China Engaging in Climate Blackmail Over HFC-23 Offsets

When it comes to climate change, the entire industrialized world is engaged in brinksmanship. Chinese chemical firms, however, have just taken the game to a whole new level by threatening the release of potent greenhouse gases if demands over hydrofluourocarbon-23 offsets are not met, according to a recent Guardian article. The story is a bit complicated, but can be boiled down to the following elements:

  • Since 2005, the EU has been paying for carbon offsets under its Clean Development Mechanism and Emission Trading Scheme. If you are a producer of carbon, like an electric utility, your carbon emission limit is capped. Any emissions beyond this limit must be “negated” by purchasing offsets.
  • The offset in question here is for HFC-23, a refrigerant and potent greenhouse gas 11,700 times more powerful than CO2 in trapping heat. Given the large GHG potential of this gas, you can imagine that the carbon offsets are extremely lucrative.
  • China has been receiving the bulk of the offset money from the EU, $6 billion in total since offsets began, although other developing nations like India are also large producers of the chemical. Offsets are generated by destroying (i.e. incinerating) the chemical, which is a byproduct of the production of HCFC-22, another refrigerant.
  • The EU banned industrial gas offsets in August due to concerns that firms were gaming the system through HFC-23 offsets.
  • Why the concern over gaming? Turns out that offsets are 75 times more lucrative than selling the chemical itself. Refrigerant manufacturers in China were generating huge profits by simply burning the stuff, and some say that entire facilities were simply built to produce HFC-23, burn it, and collect the offsets. The emissions offset scheme created huge perverse incentives and may be paying for incineration of overproduction rather than incineration of existing stock.

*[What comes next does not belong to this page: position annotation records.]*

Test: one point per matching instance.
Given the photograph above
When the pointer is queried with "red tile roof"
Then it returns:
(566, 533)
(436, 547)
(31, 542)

In other words, the EU is paying to offset HFC-23 that wouldn’t exist in the first place if it weren’t for the CDM. The result: manufacturers in China lose a huge revenue stream and threaten to unleash tons of HFC-23 gas on the atmosphere if the EU doesn’t keep paying up. How much, no one knows. I would surely like to find out.

This is the kind of nonsense that critics of cap-and-trade love to point at. And who can blame them? The EU’s been outsmarted by conniving industrialists who have turned HFC-23 offsets into one of the world’s biggest shell games.